1 to 5, while viewing a scene or a subject, an optical device 100 for digitally recording an image corresponding to the scene or subject being viewed is illustrated in the drawings and described in the detailed description. In an embodiment, the device 100 includes a housing 102 supporting the eyepiece 104, an objective optic 108 and a prism assembly 112 disposed along the optical path PA between the objective optic 108 and the eyepiece 104. ). In an embodiment, the prism assembly 112 includes a first prism 114 and a second prism 116. In an embodiment, the first prism 114 includes a prism body 138, and the prism body 138 includes a first base 140, a second base 142, and a first base 140 and a second. It includes a plurality of faces extending between the bases 142, and the plurality of faces includes an inlet face 120, an outlet face 124 and an intermediate face 122. In an embodiment, the prism assembly 112 further includes a partially reflective layer 118 disposed on the intermediate surface 122 of the first prism 114.

In an embodiment, the exit surface 124 of the first prism 114 extends between the inlet surface 120 and the intermediate surface 122 of the first prism 114. In an embodiment, the inlet surface 120 of the first prism 114 extends between the outlet surface 124 and the intermediate surface 122 of the first prism 114. In an embodiment, the intermediate surface 122 of the first prism 114 extends between the inlet surface 120 and the outlet surface 124 of the first prism 114. In an embodiment, the eyepiece 104 includes at least one eyepiece 106 and the objective optics 108 includes at least one objective lens 110.

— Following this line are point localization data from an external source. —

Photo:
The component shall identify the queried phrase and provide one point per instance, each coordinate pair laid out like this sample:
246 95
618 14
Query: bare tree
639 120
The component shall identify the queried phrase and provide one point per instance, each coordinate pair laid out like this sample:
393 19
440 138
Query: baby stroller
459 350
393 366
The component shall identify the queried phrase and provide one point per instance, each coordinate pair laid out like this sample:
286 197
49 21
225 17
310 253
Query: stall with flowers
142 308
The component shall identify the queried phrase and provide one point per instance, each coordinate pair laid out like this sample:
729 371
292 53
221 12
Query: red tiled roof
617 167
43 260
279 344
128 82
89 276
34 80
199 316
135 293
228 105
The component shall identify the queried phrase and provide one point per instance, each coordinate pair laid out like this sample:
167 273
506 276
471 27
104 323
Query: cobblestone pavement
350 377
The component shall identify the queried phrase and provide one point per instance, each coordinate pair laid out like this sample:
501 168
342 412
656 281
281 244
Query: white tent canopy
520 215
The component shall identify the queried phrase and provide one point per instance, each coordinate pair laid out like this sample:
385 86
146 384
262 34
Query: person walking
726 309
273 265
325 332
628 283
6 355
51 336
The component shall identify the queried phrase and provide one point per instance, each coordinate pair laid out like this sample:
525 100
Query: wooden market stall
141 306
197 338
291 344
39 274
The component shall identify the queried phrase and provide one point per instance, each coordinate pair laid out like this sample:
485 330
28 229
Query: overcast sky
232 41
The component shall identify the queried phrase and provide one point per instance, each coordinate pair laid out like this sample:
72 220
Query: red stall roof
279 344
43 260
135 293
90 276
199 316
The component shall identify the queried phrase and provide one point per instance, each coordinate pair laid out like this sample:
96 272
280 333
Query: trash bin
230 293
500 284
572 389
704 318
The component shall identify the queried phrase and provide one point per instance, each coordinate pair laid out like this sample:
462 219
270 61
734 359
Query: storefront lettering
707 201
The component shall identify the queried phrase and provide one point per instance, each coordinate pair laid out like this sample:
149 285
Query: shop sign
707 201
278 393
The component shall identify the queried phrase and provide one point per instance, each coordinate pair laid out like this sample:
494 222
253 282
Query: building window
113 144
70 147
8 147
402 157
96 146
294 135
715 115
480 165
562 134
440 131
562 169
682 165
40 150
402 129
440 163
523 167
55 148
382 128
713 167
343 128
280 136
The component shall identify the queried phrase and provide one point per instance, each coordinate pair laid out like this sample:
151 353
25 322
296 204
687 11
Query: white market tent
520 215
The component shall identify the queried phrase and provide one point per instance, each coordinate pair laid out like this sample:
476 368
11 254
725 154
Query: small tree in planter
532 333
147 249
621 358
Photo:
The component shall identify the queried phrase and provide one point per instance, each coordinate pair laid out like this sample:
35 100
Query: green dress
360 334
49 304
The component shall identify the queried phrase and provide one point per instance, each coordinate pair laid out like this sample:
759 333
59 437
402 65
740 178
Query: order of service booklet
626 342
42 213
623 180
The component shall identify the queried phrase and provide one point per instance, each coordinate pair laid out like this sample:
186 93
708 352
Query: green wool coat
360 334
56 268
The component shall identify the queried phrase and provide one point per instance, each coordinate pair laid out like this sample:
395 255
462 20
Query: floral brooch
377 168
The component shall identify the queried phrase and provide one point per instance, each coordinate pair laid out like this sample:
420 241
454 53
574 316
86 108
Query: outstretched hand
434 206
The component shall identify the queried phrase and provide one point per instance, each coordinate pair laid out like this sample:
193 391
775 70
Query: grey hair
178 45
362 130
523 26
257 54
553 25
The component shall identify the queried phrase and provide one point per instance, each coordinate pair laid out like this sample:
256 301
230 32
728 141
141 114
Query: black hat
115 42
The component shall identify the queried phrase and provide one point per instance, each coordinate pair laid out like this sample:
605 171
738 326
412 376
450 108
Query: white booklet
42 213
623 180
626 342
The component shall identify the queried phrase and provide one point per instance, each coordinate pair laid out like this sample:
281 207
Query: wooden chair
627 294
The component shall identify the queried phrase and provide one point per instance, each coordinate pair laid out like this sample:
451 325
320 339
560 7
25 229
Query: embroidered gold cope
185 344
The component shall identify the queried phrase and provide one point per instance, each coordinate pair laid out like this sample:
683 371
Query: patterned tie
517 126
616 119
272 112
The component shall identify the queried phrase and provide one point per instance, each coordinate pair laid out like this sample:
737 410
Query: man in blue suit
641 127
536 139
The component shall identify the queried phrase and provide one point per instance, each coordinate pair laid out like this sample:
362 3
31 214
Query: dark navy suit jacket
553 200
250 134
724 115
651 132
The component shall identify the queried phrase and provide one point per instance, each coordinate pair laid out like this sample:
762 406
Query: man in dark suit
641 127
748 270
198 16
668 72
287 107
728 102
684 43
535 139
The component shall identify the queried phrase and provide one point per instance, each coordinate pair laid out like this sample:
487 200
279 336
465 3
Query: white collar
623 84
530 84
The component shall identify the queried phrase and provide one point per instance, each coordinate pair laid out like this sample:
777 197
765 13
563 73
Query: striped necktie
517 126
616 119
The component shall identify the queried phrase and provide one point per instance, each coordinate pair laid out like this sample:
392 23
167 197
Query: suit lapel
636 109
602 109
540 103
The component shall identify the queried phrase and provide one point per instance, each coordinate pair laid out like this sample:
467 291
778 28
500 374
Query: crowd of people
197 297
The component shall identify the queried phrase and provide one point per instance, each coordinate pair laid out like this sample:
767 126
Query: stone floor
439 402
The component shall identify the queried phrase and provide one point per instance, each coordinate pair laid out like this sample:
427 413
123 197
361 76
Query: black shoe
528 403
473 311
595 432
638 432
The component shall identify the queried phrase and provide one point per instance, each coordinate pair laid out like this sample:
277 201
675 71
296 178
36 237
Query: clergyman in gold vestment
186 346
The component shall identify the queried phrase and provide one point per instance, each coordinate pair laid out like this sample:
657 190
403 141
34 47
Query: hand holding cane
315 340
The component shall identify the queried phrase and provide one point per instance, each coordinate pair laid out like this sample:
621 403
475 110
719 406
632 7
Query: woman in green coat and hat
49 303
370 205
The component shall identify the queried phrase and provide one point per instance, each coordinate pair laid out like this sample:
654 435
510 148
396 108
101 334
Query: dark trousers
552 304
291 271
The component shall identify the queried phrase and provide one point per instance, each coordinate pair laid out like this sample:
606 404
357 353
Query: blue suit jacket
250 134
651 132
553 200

In an embodiment, the first prism 114 is positioned such that light traveling along the light path PA passes through the entrance surface 120 into the prism body 138. In an embodiment, the first prism 114 is configured such that light traveling along the optical path PA is reflected from the exit surface 124 after passing through the entrance surface 120, and moving along the optical path PA The light is then reflected from the exit surface 124, which is configured to reach the intermediate surface 122. In an embodiment, the partial reflective layer 118 includes a first optical portion of light traveling along the optical path PA transmitted through the partial reflective layer 118, and a second optical portion of light traveling along the optical path PA is It is configured to be reflected by the partially reflective layer 118. In an embodiment, the first prism 114 is configured to move through the exit surface 124 after the second light portion is reflected by the partially reflective layer 118.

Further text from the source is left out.